Player Sets - CodeCrafter47/AdvancedTabOverlay GitHub Wiki

A player set is a named subset of your players. The plugin uses player sets to display players and player counts in the tab list. Whenever you want to display a player count, or display players on the tab list the first step is to create a player set containing these players. In the following we will have a look at how to create player sets, and you will see various examples for useful player sets.

Content

Creating Player Sets

You can create a player set by editing the playerSets section in the tab list configuration file. A simple player set containing all players can be created like this:

playerSets:
  all_players: all

The above line creates a playerSet called all_players that contains all players.

Now you could use that player set to display the number of players on your server in the footer of the tab list:

footer: "&7Total players:&f ${playerset:all_players size}"
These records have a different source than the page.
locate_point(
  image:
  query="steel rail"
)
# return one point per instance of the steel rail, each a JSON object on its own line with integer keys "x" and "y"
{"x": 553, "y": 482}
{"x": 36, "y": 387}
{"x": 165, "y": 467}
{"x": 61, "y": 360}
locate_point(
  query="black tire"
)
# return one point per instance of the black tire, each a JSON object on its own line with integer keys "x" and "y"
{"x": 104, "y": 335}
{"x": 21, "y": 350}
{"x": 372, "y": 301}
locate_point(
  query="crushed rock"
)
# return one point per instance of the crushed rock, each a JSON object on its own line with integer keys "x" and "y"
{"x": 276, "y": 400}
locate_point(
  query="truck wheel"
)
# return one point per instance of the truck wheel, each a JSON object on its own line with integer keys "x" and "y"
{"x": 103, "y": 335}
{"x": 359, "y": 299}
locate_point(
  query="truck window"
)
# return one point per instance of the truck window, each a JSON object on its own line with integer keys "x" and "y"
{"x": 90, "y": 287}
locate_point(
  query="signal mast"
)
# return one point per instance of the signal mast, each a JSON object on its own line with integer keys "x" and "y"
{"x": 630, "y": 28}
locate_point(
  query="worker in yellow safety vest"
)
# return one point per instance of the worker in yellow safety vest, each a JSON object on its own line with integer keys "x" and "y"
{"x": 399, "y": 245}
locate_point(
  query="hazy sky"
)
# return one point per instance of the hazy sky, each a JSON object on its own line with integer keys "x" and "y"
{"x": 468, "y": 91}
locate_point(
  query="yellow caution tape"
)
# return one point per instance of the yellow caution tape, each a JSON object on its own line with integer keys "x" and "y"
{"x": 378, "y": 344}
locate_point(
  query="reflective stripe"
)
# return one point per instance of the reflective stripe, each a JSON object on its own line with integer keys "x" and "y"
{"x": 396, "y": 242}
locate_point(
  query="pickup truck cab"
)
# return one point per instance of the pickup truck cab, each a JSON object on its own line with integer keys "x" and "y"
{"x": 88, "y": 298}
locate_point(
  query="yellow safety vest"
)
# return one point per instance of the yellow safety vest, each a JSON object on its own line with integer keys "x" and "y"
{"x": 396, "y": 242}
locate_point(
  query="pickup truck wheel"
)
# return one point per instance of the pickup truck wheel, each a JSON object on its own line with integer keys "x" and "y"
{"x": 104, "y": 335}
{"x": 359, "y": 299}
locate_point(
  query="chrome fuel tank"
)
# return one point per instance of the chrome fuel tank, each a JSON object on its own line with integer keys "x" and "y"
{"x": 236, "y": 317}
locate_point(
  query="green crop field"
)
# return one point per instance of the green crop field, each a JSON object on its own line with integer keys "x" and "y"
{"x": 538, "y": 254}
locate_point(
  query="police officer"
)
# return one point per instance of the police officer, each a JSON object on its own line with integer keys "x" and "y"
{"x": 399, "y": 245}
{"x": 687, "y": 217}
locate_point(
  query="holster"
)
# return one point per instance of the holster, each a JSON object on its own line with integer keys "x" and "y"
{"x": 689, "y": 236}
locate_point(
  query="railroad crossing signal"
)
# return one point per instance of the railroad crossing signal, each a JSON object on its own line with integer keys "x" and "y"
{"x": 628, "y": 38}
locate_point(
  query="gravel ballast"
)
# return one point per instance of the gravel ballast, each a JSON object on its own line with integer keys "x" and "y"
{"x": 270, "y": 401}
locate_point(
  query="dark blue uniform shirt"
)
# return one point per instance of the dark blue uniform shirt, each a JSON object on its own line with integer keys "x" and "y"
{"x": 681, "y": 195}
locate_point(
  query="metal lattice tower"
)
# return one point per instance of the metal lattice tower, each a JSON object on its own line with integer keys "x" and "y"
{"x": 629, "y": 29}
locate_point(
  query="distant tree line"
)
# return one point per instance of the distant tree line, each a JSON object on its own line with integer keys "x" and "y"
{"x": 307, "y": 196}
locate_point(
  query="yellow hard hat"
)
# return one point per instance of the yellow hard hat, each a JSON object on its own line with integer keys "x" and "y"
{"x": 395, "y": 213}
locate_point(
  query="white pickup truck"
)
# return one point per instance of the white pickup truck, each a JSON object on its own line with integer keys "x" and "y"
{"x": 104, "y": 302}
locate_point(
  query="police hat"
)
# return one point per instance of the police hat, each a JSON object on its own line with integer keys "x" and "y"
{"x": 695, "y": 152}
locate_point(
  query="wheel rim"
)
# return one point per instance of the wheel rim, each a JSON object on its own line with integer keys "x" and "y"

As you can see from the example the ${playerset:all_players size} placeholder is used to display the number of players in the player set. This works the same for all player sets: The ${playerset:<name> size} placeholders displays the number of players in a particular player set.

Player on a Specific World

Let's create a player set that only contains players on a specific world. For this example it is assumed that there is a world called lobby.

playerSets:
  all_players: all
  lobby: ${player world} == "lobby"

Now that isn't too difficult. Let's create a player set for a survival world, that also contains players on the survival_nether and survival_the_end worlds:

playerSets:
  all_players: all
  lobby: ${player world} == "lobby"
  survival: ${player world} == "survival" or ${player world} == "survival_nether" or ${player world} == "survival_the_end"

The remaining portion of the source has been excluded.